The canoe, carved from cedar, was discovered under a thick layer of moss and is surrounded by trees that are several hundred years old, Sealaska Corp., the Alaska Native corporation that owns the land, said in a statement.
The artifact was first spotted last winter by a surveyor checking potential timber-harvest sites, but the discovery was kept confidential until now, the company said.
(Excerpt) Read more at news.yahoo.com ...
That would be the Karta River about 8 miles west, but irrelevant because Kasaan is on the shore of the Pacific Ocean.
And why isn't the canoe TOTALLY filled in with debris??
I know we treated our cedar posts before we put them in the ground.
That was the exact last question asked by the original builders.... That's why it's still there and why it was never finished......
More pics at the link.
Thanks...Wish we had the canoe in perspective.
Not all that long ago an ancient grave was uncovered in Alaska that turned out to have the partially cremated body of an infant. That find turned out to be 11,500 years old. See: http://www.foxnews.com/scitech/2011/02/25/archaeologists-11500-year-old-oldest-grave-north-america/
There's currently concern that RICE may have first been cultivated in SW Alaska or maybe the Aleutians, and then taken from there to the Asian mainland.
I know some of this stuff sounds like the Australian finds where EVERYTHING is older there than anywhere else ~ which is like the Russian finds that cut stone and villages are older there than anywhere else.
And so they are!
Aleuts built a village next to Fort Ross in California ~ beating the Mexicans to the place by a good 38 years eh!
Not to mention somebody owes 500 years worth of registration fees for this watercraft.
Very cool find, and smart move on their part to keep the find quiet until it could be properly examined and possibly recovered...
>”...it (Cedar, Western Red) is only good for about 100 years and deterioration begins.”<
You are correct, there is no way this is 500 years old.

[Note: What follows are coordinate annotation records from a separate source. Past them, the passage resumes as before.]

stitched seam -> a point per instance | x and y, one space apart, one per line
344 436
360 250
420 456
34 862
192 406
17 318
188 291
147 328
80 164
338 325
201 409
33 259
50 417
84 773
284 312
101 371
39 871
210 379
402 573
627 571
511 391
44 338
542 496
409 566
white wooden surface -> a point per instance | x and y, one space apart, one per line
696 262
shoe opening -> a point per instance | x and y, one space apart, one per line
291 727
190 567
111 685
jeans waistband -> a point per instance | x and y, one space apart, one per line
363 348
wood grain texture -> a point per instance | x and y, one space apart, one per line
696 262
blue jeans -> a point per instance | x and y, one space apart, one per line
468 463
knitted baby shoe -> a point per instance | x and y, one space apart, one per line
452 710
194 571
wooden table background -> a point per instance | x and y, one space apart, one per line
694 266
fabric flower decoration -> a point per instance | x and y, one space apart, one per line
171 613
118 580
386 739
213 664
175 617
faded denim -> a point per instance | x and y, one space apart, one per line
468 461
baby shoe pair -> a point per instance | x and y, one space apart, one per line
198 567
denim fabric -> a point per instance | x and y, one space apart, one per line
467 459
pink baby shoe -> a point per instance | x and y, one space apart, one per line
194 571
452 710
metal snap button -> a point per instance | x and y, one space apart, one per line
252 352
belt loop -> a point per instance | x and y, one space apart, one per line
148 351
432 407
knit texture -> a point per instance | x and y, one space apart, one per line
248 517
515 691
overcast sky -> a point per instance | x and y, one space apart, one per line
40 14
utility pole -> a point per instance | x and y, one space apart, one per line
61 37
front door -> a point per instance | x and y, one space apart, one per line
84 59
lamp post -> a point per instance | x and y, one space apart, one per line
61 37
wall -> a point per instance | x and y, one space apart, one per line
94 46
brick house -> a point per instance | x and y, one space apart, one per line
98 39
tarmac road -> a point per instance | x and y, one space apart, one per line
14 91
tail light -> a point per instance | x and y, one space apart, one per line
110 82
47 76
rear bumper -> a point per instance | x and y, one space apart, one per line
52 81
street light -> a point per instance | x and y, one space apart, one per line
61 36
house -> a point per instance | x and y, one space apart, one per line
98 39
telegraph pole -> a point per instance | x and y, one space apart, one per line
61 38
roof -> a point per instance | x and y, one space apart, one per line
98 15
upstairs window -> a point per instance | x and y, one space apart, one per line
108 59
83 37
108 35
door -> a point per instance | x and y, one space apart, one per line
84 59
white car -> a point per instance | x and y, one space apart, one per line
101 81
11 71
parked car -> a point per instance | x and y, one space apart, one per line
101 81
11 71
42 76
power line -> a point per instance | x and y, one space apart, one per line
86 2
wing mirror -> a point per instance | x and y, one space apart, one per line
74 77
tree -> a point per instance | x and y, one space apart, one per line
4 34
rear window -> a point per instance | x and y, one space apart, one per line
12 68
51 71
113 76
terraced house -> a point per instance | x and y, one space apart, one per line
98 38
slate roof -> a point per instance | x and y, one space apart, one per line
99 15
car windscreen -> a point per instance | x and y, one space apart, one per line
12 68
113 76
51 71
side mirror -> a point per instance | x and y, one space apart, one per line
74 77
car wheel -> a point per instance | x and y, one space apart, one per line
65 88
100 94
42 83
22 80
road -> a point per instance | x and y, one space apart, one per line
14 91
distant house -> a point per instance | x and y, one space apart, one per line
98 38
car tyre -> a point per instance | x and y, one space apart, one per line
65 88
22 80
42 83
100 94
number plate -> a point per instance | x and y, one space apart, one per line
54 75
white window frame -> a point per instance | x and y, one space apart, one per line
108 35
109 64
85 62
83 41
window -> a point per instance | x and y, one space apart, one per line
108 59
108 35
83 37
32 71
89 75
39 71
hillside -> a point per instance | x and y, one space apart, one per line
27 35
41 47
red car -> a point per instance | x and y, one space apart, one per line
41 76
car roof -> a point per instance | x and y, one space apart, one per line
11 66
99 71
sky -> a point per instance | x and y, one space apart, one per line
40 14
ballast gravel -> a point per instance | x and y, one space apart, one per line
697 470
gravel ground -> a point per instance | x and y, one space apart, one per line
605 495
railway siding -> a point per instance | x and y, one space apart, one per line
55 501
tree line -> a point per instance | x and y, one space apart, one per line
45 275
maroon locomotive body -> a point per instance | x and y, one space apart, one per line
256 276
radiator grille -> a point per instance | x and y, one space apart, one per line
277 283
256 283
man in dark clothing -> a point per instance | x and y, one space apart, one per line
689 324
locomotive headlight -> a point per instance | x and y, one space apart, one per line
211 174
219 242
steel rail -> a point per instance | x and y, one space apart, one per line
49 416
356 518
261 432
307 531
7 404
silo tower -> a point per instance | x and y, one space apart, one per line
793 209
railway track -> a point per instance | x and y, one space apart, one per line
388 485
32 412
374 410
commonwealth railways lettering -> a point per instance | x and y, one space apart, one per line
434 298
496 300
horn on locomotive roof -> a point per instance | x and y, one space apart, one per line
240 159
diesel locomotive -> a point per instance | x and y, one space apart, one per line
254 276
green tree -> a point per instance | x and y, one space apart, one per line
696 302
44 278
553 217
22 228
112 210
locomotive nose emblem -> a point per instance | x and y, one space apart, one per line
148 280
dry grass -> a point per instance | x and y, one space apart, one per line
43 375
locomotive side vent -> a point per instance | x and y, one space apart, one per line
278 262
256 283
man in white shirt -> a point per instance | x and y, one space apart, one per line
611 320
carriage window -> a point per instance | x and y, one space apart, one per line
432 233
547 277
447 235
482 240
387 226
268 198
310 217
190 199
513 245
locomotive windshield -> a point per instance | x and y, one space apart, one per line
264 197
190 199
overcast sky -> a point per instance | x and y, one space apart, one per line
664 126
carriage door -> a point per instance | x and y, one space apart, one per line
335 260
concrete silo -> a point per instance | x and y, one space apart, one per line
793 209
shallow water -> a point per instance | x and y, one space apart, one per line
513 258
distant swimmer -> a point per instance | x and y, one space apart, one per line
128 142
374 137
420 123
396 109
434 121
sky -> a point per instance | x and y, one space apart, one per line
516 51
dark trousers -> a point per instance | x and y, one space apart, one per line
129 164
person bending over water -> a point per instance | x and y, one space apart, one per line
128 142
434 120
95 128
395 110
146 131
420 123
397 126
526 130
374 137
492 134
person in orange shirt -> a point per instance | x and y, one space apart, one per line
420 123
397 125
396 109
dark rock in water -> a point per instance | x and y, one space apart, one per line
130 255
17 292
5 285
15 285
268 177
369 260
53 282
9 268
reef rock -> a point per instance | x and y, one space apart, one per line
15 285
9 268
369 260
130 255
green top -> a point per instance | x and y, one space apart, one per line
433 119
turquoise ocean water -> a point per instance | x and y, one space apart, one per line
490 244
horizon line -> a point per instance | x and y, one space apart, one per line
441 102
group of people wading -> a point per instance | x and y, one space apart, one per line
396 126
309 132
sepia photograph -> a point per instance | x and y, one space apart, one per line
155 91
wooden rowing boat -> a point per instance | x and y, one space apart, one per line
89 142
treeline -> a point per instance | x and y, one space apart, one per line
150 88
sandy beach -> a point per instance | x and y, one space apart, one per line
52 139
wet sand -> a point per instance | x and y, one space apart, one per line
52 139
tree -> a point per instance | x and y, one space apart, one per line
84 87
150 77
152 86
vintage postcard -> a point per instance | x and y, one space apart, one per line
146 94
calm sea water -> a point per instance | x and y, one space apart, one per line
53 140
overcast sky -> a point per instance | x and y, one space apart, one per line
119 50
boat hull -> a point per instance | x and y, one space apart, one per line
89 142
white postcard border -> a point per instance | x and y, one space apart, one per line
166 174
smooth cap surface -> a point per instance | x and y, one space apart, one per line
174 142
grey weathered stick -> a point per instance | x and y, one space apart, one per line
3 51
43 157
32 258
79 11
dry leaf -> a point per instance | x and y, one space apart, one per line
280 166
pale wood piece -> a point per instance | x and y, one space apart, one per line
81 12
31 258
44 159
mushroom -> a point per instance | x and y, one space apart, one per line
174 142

You are much further North. Things are different. In any case, Red Cedar ain’t the onliest one. Try this: http://www.na.fs.fed.us/pubs/silvics_manual/volume_1/chamaecyparis/nootkatensis.htm
http://www.na.fs.fed.us/pubs/silvics_manual/volume_1/chamaecyparis/nootkatensis.htm May be a different species called Alaskan Yellow Cedar
Not
Yellow Cedar is not suited for dugout canoes because it does not EVER reach the large diameter required for dugout construction of a vessel 30 to 40 feet and longer. Red Cedar grows to large diameters and is much more easily carved and bends quite well.
The canoes of the Inside Passage were used on salt water (Pacific Ocean)and esturaries, never on fast water and were large and heavy ocean-going vessels that traveled as far south as Puget Sound, and in at least one instance, California.
This example from Canadian Haidas was 63' long.
I think when they uncover the whole thing and really take a good look, they're going to find something much different from what they are advertising. I do not believe it is 500 years old nor that it was made by indigenous people.